AMC Networks Misses Q3 Earnings Expectations As Low Ratings Hurt Sales

Low ratings for shows including Fear The Walking Dead helped to undermine AMC Networks’ just-released Q3 financials, which fell short of most analysts’ expectations.

Company shares are down 2.8% in pre-market trading.

The programming company generated $65.4 million in net income, down 10.1% vs the period last year, on revenues of $634.6 million, up 0.4%. The top line missed Wall Street’s forecast for $660.6 million.

And earnings at 91 cents a share were well below the $1.02 that analysts anticipated.

“We continued to execute on our long-term strategic goals during the third quarter,” CEO Josh Sapan says.

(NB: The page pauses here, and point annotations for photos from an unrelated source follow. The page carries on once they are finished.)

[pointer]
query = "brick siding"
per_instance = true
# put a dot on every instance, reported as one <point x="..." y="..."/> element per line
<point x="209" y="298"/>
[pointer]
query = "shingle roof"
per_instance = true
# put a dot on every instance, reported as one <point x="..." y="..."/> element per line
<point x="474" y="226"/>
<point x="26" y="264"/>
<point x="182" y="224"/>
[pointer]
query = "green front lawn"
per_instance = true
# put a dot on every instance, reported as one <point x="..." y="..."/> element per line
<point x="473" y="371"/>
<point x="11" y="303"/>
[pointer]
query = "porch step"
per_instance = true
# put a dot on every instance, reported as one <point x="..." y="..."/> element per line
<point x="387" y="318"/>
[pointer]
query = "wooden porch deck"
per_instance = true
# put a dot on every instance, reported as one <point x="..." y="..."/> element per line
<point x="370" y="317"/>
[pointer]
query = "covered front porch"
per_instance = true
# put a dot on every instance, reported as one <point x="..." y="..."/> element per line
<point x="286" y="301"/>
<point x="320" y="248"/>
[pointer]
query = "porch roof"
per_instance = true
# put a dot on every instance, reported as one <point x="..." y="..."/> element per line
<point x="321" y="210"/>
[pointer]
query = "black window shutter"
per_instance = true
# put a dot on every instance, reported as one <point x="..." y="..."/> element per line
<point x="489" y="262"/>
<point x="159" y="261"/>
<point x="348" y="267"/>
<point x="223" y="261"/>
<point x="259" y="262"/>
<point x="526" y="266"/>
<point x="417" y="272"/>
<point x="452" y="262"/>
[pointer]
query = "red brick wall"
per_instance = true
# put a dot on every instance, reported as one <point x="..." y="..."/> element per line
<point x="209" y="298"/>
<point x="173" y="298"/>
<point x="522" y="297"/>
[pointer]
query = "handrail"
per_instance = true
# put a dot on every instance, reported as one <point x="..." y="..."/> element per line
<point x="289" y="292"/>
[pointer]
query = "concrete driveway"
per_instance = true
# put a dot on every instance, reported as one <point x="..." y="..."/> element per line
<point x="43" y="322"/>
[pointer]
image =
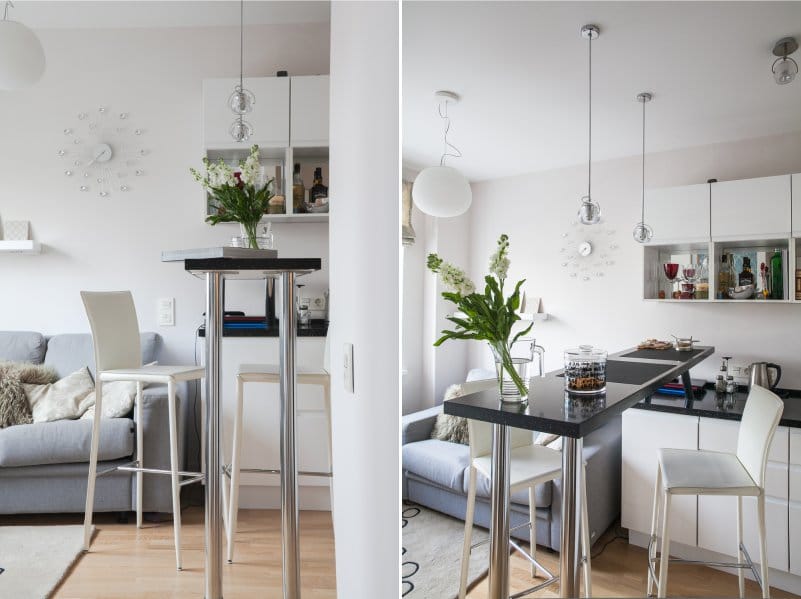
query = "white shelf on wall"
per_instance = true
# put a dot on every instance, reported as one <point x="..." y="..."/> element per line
<point x="524" y="316"/>
<point x="22" y="246"/>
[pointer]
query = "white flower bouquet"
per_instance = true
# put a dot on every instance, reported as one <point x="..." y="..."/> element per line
<point x="237" y="197"/>
<point x="487" y="316"/>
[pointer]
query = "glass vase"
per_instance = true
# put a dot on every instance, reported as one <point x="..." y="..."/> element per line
<point x="514" y="372"/>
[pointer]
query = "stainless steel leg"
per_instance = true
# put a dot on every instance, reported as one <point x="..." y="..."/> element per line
<point x="499" y="520"/>
<point x="289" y="481"/>
<point x="213" y="530"/>
<point x="571" y="470"/>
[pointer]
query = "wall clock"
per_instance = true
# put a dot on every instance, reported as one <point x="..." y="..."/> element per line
<point x="587" y="250"/>
<point x="103" y="152"/>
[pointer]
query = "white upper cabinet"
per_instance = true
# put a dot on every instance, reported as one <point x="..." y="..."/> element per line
<point x="751" y="209"/>
<point x="678" y="214"/>
<point x="797" y="205"/>
<point x="309" y="111"/>
<point x="269" y="117"/>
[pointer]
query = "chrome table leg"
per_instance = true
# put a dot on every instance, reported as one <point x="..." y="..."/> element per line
<point x="289" y="483"/>
<point x="499" y="520"/>
<point x="569" y="562"/>
<point x="213" y="528"/>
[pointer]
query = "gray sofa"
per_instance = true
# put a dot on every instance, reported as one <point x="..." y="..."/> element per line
<point x="43" y="466"/>
<point x="435" y="474"/>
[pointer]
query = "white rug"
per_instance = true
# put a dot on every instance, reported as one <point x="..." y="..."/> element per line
<point x="35" y="558"/>
<point x="432" y="556"/>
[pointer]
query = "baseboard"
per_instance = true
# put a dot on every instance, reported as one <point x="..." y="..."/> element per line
<point x="778" y="579"/>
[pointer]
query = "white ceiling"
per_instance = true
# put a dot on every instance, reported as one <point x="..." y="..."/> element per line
<point x="521" y="69"/>
<point x="65" y="14"/>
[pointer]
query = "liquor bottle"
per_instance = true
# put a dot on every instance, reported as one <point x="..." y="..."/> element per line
<point x="776" y="279"/>
<point x="746" y="277"/>
<point x="298" y="191"/>
<point x="318" y="195"/>
<point x="724" y="277"/>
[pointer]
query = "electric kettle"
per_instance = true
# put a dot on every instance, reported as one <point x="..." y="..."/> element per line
<point x="758" y="375"/>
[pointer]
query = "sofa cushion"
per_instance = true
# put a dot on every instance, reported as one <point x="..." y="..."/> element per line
<point x="67" y="353"/>
<point x="439" y="461"/>
<point x="64" y="441"/>
<point x="22" y="346"/>
<point x="542" y="492"/>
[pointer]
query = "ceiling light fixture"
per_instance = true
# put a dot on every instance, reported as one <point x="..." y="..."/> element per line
<point x="442" y="190"/>
<point x="22" y="60"/>
<point x="241" y="101"/>
<point x="784" y="69"/>
<point x="643" y="232"/>
<point x="589" y="211"/>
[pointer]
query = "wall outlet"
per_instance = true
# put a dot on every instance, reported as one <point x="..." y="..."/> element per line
<point x="348" y="366"/>
<point x="166" y="311"/>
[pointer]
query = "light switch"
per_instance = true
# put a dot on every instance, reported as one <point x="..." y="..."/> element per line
<point x="166" y="312"/>
<point x="348" y="364"/>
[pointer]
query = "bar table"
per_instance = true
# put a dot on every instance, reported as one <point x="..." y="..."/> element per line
<point x="631" y="376"/>
<point x="215" y="265"/>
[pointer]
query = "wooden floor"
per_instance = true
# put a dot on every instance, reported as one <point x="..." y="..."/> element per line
<point x="620" y="571"/>
<point x="128" y="563"/>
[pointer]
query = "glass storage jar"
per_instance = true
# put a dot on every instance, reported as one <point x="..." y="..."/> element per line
<point x="585" y="370"/>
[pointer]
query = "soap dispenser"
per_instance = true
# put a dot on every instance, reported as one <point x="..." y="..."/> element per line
<point x="720" y="381"/>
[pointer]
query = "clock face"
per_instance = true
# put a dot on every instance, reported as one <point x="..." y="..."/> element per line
<point x="587" y="251"/>
<point x="103" y="152"/>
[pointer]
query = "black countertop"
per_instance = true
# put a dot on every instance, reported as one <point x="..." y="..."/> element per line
<point x="722" y="406"/>
<point x="550" y="409"/>
<point x="317" y="328"/>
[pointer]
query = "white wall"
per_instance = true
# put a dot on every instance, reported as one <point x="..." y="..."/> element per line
<point x="534" y="210"/>
<point x="365" y="260"/>
<point x="95" y="243"/>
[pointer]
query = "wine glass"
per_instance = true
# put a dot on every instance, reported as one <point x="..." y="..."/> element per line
<point x="671" y="271"/>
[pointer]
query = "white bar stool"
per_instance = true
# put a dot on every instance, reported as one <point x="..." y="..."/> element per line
<point x="268" y="373"/>
<point x="702" y="472"/>
<point x="530" y="465"/>
<point x="118" y="357"/>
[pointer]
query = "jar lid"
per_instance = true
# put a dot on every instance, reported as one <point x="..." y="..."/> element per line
<point x="586" y="352"/>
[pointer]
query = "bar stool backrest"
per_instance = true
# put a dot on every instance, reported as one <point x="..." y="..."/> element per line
<point x="763" y="410"/>
<point x="481" y="432"/>
<point x="115" y="329"/>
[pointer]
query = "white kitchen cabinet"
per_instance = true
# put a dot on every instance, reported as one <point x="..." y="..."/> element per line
<point x="678" y="214"/>
<point x="751" y="209"/>
<point x="269" y="117"/>
<point x="644" y="432"/>
<point x="717" y="516"/>
<point x="309" y="111"/>
<point x="796" y="185"/>
<point x="261" y="421"/>
<point x="795" y="501"/>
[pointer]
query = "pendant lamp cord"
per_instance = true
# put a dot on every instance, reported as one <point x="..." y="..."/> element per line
<point x="589" y="135"/>
<point x="642" y="217"/>
<point x="454" y="153"/>
<point x="241" y="53"/>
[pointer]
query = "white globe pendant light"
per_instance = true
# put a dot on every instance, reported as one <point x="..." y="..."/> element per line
<point x="22" y="59"/>
<point x="443" y="191"/>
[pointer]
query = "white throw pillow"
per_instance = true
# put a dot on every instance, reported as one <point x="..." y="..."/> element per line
<point x="62" y="399"/>
<point x="118" y="399"/>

He says the company remains “on track to deliver solid results for full year 2016.”

In addition, he says, AMC is being picked up by “emerging streaming TV offerings, most recently joining the new DirecTV Now service, in addition to Sling TV and Sony’s PlayStation VUE.” That “provides us with substantial economic benefits and positions us well for long-term success and growth.”

Operating income at the National Networks fell 19.6% to $139.1 million, with revenues up 0.8% to $525.7 million. Income from pay TV distributions increased 8.0% due in part to AMC’s price increases.

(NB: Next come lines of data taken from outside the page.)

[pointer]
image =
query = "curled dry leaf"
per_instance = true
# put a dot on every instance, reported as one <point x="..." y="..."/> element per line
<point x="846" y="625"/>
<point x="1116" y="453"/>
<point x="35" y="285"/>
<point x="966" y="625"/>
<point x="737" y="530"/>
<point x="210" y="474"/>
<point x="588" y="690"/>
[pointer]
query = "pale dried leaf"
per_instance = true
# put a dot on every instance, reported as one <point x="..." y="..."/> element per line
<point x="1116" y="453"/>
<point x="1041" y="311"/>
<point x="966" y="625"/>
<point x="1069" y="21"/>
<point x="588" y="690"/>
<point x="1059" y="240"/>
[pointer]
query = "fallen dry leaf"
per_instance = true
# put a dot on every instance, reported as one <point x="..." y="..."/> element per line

But ad sales dropped 9.9% which the company says “primarily reflected declines at AMC principally related to lower ratings.”

Meanwhile the company shouldered higher programming costs, as well as a $19 million write-down for unspecified shows and “an increase in restructuring expense.” AMC had a $12 million write-down in last year’s Q3.

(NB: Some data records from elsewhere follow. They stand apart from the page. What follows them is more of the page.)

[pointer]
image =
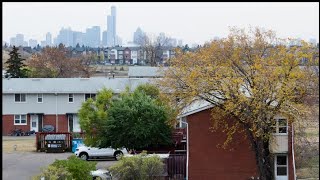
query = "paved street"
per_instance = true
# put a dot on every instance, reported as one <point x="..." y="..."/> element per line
<point x="24" y="165"/>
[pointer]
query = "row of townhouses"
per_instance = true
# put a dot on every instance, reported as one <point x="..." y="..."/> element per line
<point x="116" y="55"/>
<point x="31" y="103"/>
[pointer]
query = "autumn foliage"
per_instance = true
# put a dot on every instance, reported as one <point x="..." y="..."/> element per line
<point x="251" y="76"/>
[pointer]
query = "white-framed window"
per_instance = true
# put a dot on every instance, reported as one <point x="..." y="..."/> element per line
<point x="70" y="98"/>
<point x="20" y="98"/>
<point x="281" y="165"/>
<point x="281" y="126"/>
<point x="40" y="98"/>
<point x="87" y="96"/>
<point x="20" y="119"/>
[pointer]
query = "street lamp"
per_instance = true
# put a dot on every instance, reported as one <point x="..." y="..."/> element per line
<point x="187" y="165"/>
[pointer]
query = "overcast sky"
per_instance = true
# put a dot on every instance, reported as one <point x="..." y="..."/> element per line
<point x="191" y="22"/>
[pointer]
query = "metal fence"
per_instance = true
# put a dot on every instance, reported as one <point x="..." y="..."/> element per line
<point x="176" y="166"/>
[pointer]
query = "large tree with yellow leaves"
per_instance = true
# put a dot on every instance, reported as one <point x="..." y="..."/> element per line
<point x="250" y="76"/>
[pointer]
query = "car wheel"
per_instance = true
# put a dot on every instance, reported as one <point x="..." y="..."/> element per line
<point x="118" y="155"/>
<point x="84" y="156"/>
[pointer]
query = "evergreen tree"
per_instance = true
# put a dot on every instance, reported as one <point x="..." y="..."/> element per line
<point x="15" y="65"/>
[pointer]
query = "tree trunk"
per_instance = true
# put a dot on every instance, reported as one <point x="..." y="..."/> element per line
<point x="263" y="157"/>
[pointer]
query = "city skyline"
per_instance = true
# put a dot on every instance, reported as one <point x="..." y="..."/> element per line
<point x="194" y="23"/>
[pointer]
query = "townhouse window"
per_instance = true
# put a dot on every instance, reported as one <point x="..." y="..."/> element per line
<point x="70" y="98"/>
<point x="281" y="126"/>
<point x="40" y="98"/>
<point x="20" y="119"/>
<point x="87" y="96"/>
<point x="20" y="98"/>
<point x="281" y="165"/>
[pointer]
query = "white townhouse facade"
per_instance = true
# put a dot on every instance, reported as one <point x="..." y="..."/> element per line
<point x="31" y="103"/>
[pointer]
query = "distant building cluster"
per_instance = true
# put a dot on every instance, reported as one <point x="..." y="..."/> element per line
<point x="92" y="37"/>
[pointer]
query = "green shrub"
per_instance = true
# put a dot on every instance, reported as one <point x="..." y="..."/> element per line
<point x="138" y="167"/>
<point x="53" y="173"/>
<point x="78" y="168"/>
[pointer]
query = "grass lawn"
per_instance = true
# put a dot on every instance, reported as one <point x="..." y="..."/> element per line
<point x="23" y="145"/>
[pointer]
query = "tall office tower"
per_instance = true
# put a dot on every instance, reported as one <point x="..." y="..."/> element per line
<point x="138" y="36"/>
<point x="114" y="25"/>
<point x="313" y="41"/>
<point x="13" y="41"/>
<point x="110" y="38"/>
<point x="78" y="38"/>
<point x="180" y="43"/>
<point x="96" y="36"/>
<point x="19" y="39"/>
<point x="65" y="37"/>
<point x="111" y="28"/>
<point x="105" y="38"/>
<point x="25" y="43"/>
<point x="43" y="43"/>
<point x="93" y="36"/>
<point x="48" y="39"/>
<point x="33" y="43"/>
<point x="118" y="41"/>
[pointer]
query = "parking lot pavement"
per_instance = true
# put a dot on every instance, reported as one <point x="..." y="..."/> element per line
<point x="24" y="165"/>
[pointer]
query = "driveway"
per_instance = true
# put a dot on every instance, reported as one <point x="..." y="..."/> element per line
<point x="24" y="165"/>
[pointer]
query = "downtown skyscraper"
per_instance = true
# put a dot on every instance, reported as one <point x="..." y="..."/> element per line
<point x="111" y="28"/>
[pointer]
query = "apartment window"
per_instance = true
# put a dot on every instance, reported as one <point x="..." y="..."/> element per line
<point x="281" y="165"/>
<point x="70" y="97"/>
<point x="20" y="119"/>
<point x="20" y="98"/>
<point x="281" y="126"/>
<point x="87" y="96"/>
<point x="40" y="98"/>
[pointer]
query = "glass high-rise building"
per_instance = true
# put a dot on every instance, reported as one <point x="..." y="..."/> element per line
<point x="48" y="39"/>
<point x="111" y="28"/>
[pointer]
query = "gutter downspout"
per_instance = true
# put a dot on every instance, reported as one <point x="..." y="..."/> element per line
<point x="56" y="111"/>
<point x="187" y="165"/>
<point x="292" y="150"/>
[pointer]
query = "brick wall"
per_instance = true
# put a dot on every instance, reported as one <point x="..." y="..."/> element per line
<point x="8" y="123"/>
<point x="207" y="161"/>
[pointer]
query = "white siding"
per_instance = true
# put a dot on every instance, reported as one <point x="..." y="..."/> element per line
<point x="47" y="107"/>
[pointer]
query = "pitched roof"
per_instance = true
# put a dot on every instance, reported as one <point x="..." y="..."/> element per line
<point x="195" y="107"/>
<point x="68" y="85"/>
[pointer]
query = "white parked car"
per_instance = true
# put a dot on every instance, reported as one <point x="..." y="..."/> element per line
<point x="101" y="174"/>
<point x="86" y="153"/>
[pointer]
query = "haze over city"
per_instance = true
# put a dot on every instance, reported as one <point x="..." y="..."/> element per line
<point x="194" y="23"/>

At the International and Other segment — which includes IFC Films — the operating loss increased 50.3% to $16.7 million with revenues mostly flat at $114.0 million. The film operation was the culprit: AMC says that revenues were up at AMC Networks Intrnational, but down at IFC Films.

The period also included an increase in restructuring expenses.

AMC shares are down nearly 34% this year as investors question whether the company can develop a show popular enough to sustain the success it saw with The Walking Dead.